I propel myself by proposition. There is a pattern,
but it is totally hyperbolic, and chintz. In the end is the beginning.
Consonants click like insects and walk around in them looking for ornamentaion,
configurations pushing and squirming to be born, to crawl out of a paragraph
and spring into meaning, to become a belief dwelling in the incandescent
tensions of a begonia.
I sense the unseen presence of a nail in a
declension of wood. A maelstrom of silver sweetening the bitterness of death. A
reminiscence of blue assuming the shape of a teakettle in a Technicolor western
starring Sir Philip Sydney and Louisa May Alcott.
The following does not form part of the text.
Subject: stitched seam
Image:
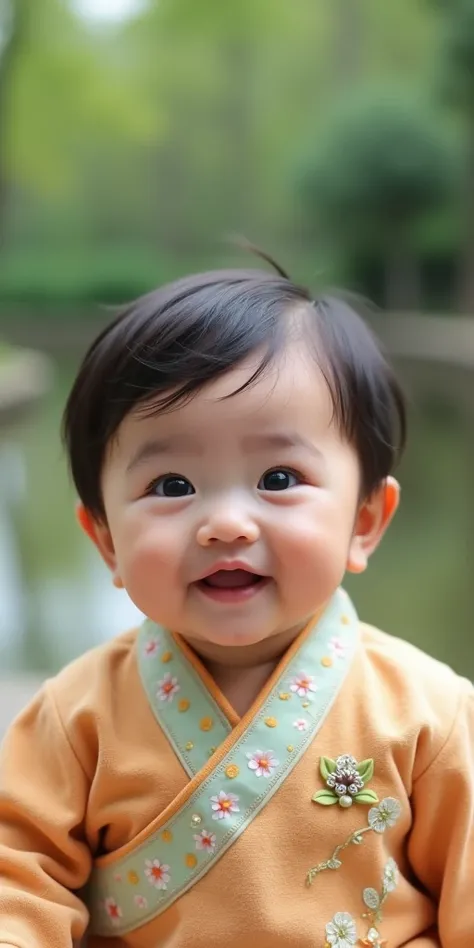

A band of Action Painters led by the notorious
Jackson Pollock and called the Pollock Gang ride into town and rob the paint
store. They are tracked down by Sir Philip Sydney who arrests them and puts
them in poetry jail where they stare out of their bars with fierce colors and
angry looks. They break out of poetry jail and terrorize Wyoming with wild abstractions
and exclamations of orange. Sir Philip Sydney devotes the rest of his life to a
stream of consciousness where he fishes for metaphors and fries them up in a
cast iron allegory over a blazing fire of delinquent hickory.
I could go to more personal lengths to get my point
across but I forgot what the point is. Did I have a point? The point is this:
Eyes in the Heart. Shimmering Substance. Be an outlaw. Be a celebration of
mass. Life is not about maneuvering gases life is about joy and space and souvenirs
of anguish. Life is ecstatic and irritable. Life is a magnificent vulgarity of
wire and shells and little blind eyes pushed here and there. Life opens out
into a colossal anthology whose works have Gothic aspirations and a grammar
that writhes around like a boa constrictor. Each word goes beyond its meaning
to culminate in glitter at the end of a sentence where an opinion assumes the
physical reality of a sparkler in the hand of a twelve year old girl named
Cassiopeia.
And then it becomes doctrinaire like the façade of a
cathedral.
A wind-sculpted sand that turns existence into
scripture.
This is true of touch and true of the residue of
thought which is shiny and red and painted to look like dots. Art’s fondest
dream is to push its interior meaning into lumps of morality, which writing
does when it starts to tremble, and becomes a dangerous glamour, a flood of
color and nebulous seething eddies of elliptical yearning.
Or olives and honey.
Or ecstasy and sails.
The nervous legibility of a windblown puddle by a
sidewalk drain. Black fish and white drums. Welding, cutting, assembling. The
silk of a lost aesthetic sewn to a morning pinched by rain.